Welke alternatieven hebben we dan? De grote tegenstander van Lippmann, de Amerikaanse filosoof en educatieve hervormer John Dewey, stelde een participatief alternatief voor op basis van het idee van een steeds beter geïnformeerd en opgeleid publiek. Dat klinkt erg aantrekkelijk, maar hoe moeten we het Deweyan -experiment uitvoeren wanneer de mechanismen van informatie en onderwijs precies het probleem zijn? De Duitse filosoof Jürgen Habermas gelooft in het emancipatorische potentieel van een levendige publieke sfeer, maar zelfs op zijn meest optimistische, heeft Habermas toegegeven dat de hedendaagse omgeving van compulsief consumentisme, massamedia -manipulatie en bureaucratische controle zorgt Degene bewoond door de geletterde bourgeoisie van de 18e eeuw. De schrijver en theoreticus Hannah Arendt dacht dat meningen moesten worden gevormd door fantasierijk het standpunt van anderen te bewonen totdat men de feiten vanuit een belangeloze perspectief kwam bekijken – maar ze vereiste nog steeds dat er feiten zijn om te interpreteren. De omstandigheden die al deze idealen zelfs theoretisch mogelijk maakten, zijn in de wereld van vandaag onder aanzienlijke belasting van de technologie die hen een universele schenking zou moeten maken.

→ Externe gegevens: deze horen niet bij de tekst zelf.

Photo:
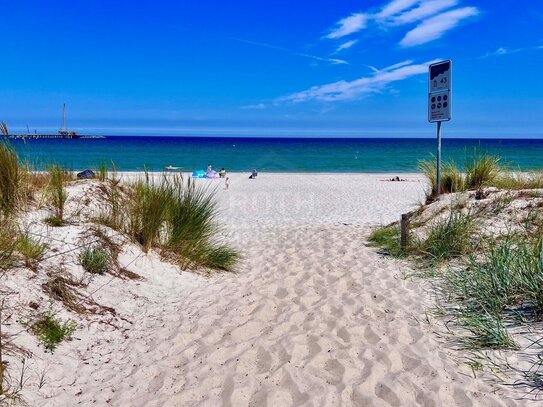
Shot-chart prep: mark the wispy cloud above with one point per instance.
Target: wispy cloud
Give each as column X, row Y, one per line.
column 334, row 61
column 423, row 10
column 350, row 90
column 434, row 19
column 346, row 45
column 259, row 106
column 434, row 28
column 394, row 7
column 348, row 25
column 502, row 51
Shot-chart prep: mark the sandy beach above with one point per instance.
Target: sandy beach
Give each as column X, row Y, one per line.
column 312, row 317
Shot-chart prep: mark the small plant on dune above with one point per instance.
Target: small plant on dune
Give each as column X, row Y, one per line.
column 12, row 179
column 448, row 238
column 113, row 217
column 452, row 179
column 51, row 331
column 482, row 171
column 94, row 260
column 148, row 210
column 32, row 250
column 57, row 192
column 516, row 181
column 102, row 171
column 388, row 238
column 488, row 332
column 7, row 243
column 192, row 228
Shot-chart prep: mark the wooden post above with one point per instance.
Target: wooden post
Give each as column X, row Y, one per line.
column 404, row 224
column 438, row 165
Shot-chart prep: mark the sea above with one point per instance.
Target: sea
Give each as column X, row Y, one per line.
column 243, row 154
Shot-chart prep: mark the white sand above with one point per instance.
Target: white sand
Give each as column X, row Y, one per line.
column 312, row 318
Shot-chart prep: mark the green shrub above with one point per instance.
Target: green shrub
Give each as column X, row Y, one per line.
column 56, row 190
column 94, row 260
column 12, row 179
column 148, row 209
column 51, row 331
column 448, row 238
column 388, row 238
column 482, row 171
column 31, row 250
column 192, row 228
column 451, row 180
column 54, row 221
column 102, row 171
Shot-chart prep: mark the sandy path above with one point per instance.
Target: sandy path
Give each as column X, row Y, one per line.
column 313, row 318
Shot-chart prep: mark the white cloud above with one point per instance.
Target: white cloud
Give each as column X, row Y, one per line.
column 394, row 7
column 334, row 61
column 348, row 25
column 344, row 90
column 346, row 45
column 259, row 106
column 424, row 9
column 435, row 18
column 434, row 27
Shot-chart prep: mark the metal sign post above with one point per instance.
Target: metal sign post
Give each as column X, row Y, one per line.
column 439, row 104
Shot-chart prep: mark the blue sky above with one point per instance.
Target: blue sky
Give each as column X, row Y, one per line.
column 279, row 68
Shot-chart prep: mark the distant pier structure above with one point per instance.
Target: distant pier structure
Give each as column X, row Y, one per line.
column 61, row 134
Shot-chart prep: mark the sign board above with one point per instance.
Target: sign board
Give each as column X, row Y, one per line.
column 439, row 91
column 439, row 77
column 439, row 106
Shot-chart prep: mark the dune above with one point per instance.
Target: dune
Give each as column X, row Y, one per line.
column 312, row 316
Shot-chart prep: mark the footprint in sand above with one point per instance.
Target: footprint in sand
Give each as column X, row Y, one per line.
column 263, row 360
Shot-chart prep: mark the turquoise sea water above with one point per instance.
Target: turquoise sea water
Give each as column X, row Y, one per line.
column 270, row 154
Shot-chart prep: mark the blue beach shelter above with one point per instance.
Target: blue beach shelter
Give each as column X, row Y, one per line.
column 199, row 174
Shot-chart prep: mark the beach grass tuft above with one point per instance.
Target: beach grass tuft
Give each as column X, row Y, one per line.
column 482, row 171
column 51, row 331
column 12, row 179
column 57, row 192
column 452, row 180
column 94, row 260
column 148, row 208
column 447, row 238
column 31, row 249
column 388, row 238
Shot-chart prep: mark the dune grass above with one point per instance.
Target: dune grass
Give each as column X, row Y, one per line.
column 192, row 228
column 8, row 237
column 94, row 260
column 51, row 331
column 13, row 176
column 175, row 215
column 57, row 193
column 447, row 238
column 452, row 179
column 388, row 238
column 482, row 171
column 102, row 171
column 31, row 249
column 148, row 207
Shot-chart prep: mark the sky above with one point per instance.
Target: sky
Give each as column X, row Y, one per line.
column 332, row 68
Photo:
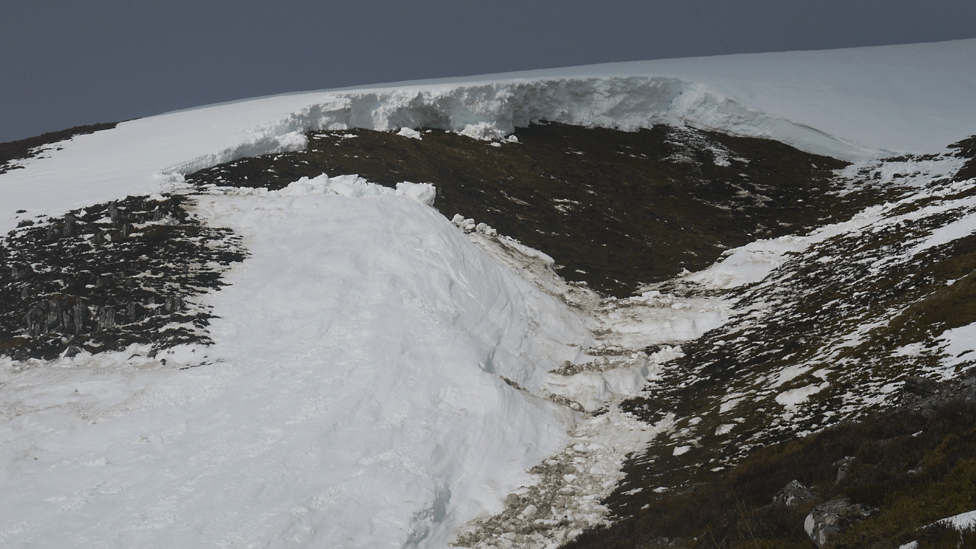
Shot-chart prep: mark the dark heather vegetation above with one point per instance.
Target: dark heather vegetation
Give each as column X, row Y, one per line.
column 23, row 149
column 103, row 277
column 623, row 211
column 915, row 466
column 614, row 209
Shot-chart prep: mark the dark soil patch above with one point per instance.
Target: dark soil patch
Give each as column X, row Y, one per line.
column 914, row 466
column 105, row 276
column 615, row 209
column 30, row 147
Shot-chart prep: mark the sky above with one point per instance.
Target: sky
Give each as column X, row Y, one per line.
column 64, row 64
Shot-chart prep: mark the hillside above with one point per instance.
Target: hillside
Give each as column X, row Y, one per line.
column 501, row 312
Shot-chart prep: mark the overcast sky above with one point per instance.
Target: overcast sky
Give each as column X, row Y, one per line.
column 68, row 63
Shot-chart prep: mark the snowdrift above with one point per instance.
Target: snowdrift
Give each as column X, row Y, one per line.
column 850, row 104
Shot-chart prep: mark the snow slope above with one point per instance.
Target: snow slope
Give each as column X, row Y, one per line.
column 353, row 396
column 851, row 104
column 376, row 379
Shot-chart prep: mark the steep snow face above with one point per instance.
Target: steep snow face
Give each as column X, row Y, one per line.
column 354, row 395
column 845, row 103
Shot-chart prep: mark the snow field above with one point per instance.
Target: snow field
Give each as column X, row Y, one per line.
column 852, row 104
column 353, row 395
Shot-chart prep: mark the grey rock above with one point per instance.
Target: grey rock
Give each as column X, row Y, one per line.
column 843, row 466
column 832, row 518
column 794, row 494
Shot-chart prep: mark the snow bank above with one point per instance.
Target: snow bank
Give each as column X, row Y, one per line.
column 851, row 104
column 354, row 395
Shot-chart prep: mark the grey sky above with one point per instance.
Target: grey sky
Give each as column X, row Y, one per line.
column 68, row 63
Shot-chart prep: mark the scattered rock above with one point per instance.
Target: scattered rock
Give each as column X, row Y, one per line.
column 832, row 518
column 794, row 494
column 843, row 467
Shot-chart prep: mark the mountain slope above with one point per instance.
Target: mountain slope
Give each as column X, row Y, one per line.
column 250, row 352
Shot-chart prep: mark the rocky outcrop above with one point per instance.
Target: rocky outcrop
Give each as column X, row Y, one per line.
column 832, row 518
column 795, row 494
column 109, row 275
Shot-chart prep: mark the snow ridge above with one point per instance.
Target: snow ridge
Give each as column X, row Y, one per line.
column 493, row 110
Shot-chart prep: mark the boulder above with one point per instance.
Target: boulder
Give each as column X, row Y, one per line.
column 794, row 494
column 832, row 518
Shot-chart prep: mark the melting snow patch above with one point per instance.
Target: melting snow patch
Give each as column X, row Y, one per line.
column 408, row 132
column 794, row 397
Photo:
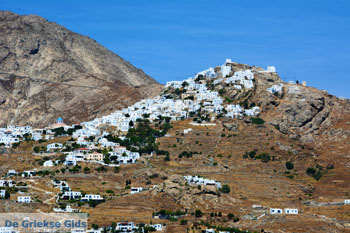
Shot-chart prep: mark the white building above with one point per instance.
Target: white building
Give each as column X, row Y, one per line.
column 68, row 209
column 92, row 197
column 8, row 230
column 134, row 190
column 24, row 199
column 6, row 183
column 48, row 163
column 12, row 173
column 2, row 193
column 196, row 180
column 158, row 227
column 54, row 146
column 125, row 226
column 291, row 211
column 71, row 195
column 276, row 211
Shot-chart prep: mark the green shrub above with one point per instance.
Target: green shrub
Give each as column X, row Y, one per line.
column 257, row 120
column 225, row 189
column 265, row 157
column 198, row 213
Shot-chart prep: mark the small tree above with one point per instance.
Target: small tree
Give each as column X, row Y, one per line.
column 36, row 149
column 7, row 194
column 225, row 189
column 198, row 213
column 86, row 170
column 167, row 158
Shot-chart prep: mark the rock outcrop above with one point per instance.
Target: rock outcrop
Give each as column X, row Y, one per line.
column 48, row 71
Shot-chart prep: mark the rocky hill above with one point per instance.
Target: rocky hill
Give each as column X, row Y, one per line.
column 47, row 71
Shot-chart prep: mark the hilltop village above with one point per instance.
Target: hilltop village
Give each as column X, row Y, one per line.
column 125, row 136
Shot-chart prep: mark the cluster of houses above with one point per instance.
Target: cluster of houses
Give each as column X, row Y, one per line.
column 196, row 97
column 196, row 180
column 285, row 211
column 119, row 154
column 68, row 194
column 131, row 227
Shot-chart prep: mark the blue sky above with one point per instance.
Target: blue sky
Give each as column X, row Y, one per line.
column 170, row 40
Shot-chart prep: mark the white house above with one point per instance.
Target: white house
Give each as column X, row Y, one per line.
column 125, row 226
column 28, row 173
column 271, row 69
column 6, row 183
column 2, row 193
column 8, row 230
column 276, row 211
column 54, row 146
column 24, row 199
column 291, row 211
column 134, row 190
column 209, row 231
column 92, row 197
column 48, row 163
column 71, row 195
column 158, row 227
column 12, row 173
column 68, row 209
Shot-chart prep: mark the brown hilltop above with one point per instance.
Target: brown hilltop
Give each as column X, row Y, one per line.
column 47, row 71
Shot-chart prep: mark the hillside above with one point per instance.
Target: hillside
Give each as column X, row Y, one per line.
column 259, row 142
column 47, row 71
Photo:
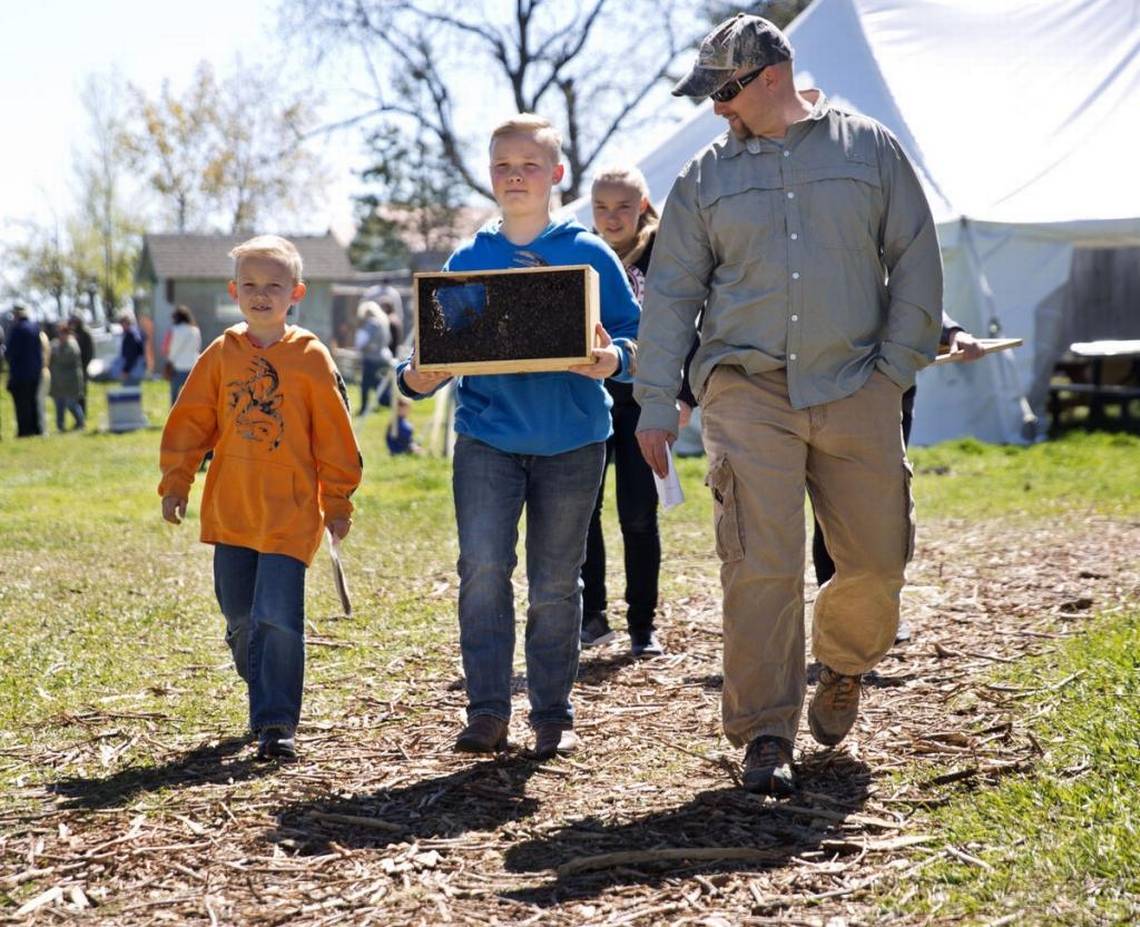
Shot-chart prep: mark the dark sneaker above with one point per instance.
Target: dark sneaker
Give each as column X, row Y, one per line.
column 483, row 734
column 644, row 644
column 835, row 706
column 276, row 743
column 768, row 766
column 554, row 739
column 595, row 629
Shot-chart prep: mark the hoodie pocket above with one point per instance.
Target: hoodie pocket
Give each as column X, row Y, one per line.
column 910, row 510
column 730, row 538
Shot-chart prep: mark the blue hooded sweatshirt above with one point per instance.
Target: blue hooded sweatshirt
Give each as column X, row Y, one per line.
column 544, row 413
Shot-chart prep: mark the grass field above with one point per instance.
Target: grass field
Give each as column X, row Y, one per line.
column 112, row 663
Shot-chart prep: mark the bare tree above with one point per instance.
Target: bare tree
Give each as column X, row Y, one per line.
column 588, row 65
column 104, row 234
column 779, row 11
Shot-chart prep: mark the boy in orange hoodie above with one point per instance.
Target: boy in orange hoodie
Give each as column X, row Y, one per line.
column 268, row 400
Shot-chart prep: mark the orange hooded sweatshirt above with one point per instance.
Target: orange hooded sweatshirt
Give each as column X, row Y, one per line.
column 285, row 456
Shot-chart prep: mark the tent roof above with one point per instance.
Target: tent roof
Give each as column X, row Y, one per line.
column 1012, row 111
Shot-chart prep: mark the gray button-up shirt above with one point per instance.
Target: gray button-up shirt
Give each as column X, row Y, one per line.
column 819, row 254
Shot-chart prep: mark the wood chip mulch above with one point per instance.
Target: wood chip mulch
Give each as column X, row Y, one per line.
column 380, row 822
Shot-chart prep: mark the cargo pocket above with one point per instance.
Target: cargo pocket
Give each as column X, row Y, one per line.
column 909, row 479
column 730, row 539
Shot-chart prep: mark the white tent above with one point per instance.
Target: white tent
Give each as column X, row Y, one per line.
column 1023, row 120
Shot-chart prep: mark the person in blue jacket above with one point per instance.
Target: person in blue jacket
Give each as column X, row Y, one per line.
column 534, row 440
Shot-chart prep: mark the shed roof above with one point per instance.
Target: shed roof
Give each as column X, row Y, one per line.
column 206, row 257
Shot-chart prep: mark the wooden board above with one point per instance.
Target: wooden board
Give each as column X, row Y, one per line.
column 516, row 320
column 988, row 346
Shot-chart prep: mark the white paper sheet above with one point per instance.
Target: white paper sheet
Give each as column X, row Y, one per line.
column 668, row 489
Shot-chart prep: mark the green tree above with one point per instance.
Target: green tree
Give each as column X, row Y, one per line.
column 779, row 11
column 104, row 234
column 226, row 154
column 412, row 205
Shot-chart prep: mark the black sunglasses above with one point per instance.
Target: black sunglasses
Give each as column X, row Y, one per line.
column 729, row 90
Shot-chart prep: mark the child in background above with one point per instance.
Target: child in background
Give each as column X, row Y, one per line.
column 402, row 441
column 626, row 219
column 531, row 440
column 266, row 397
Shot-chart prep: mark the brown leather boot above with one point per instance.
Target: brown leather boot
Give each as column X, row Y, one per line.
column 768, row 766
column 835, row 706
column 483, row 734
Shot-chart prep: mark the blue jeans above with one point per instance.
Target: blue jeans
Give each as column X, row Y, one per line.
column 491, row 487
column 72, row 405
column 262, row 598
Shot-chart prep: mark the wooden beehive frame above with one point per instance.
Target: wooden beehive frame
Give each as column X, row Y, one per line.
column 591, row 316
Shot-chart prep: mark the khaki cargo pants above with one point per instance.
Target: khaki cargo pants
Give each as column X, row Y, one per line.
column 763, row 454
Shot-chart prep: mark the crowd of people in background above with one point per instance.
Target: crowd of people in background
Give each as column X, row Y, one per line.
column 53, row 359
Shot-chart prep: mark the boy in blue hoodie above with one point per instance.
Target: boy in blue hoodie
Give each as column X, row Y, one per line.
column 534, row 440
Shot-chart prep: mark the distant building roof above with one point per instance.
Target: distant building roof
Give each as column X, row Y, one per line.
column 206, row 257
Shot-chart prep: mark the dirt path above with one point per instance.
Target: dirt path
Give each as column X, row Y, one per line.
column 381, row 823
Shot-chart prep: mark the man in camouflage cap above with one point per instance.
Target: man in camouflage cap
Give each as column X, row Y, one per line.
column 742, row 40
column 806, row 237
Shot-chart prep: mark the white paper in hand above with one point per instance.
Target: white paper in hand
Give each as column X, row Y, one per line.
column 668, row 489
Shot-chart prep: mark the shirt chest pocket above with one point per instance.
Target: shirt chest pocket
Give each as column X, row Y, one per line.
column 742, row 212
column 841, row 205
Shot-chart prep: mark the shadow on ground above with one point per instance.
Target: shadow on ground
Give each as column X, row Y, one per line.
column 716, row 820
column 211, row 763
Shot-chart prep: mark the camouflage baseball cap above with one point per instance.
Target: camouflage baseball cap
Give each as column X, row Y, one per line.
column 739, row 41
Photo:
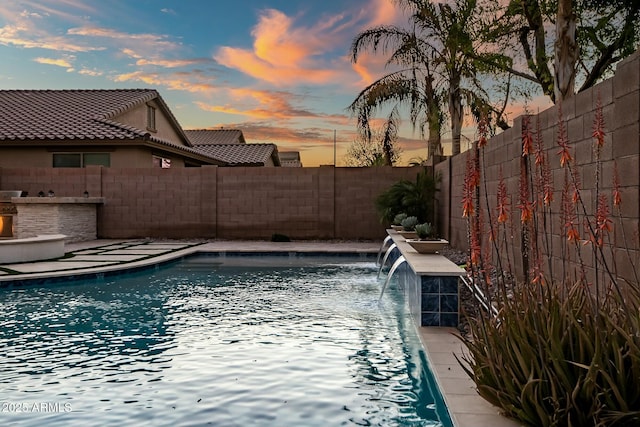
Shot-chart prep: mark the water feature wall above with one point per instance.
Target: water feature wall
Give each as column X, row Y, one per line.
column 74, row 217
column 429, row 282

Maar hier op ‚The Last Days of Discourse‘, zullen we niet wentelen in wanhoop en somberheid; Daar is er al meer dan genoeg van. In plaats daarvan ben ik van plan om deze modellen van echt verlichte publieke overleg in gedachten te houden terwijl ik deze kolom schrijf, die een kritisch oog zal richten op de Ills die democratie treft – terwijl ik probeert democratie zelf te oefenen. Het zal, hoop ik, alomtegenwoordig zijn in reikwijdte, avontuurlijk van geest en experimenteel in de praktijk. Als ik een van de grote theoretici van de publieke opinie als mijn gids zou moeten kiezen, zou ik kiezen voor Arendt, die schreef dat “in zaken van mening … ons denken echt discursief is, als het ware van plaats tot plaats, van één, van één, van één Een deel van de wereld naar een ander, door allerlei conflicterende opvattingen, totdat het eindelijk stijgt van deze bijzonderheden naar enige onpartijdige algemeenheid. “ Eén schrijver en één korte kolom kunnen die universele taak niet alleen uitvoeren, maar ik zal proberen mijn deel te doen.

John Ganz

John Ganz is de New York Times best verkochte auteur van Toen de klok brak: Con Men, Conspiracists en hoe Amerika in het begin van de jaren negentig is gesneden. Hij schrijft de Onpopulair front Nieuwsbrief op substack, en zijn werk is verschenen The Washington Post,, Harper’s Magazine,, Artforumde Nieuwe staatsmanen andere publicaties.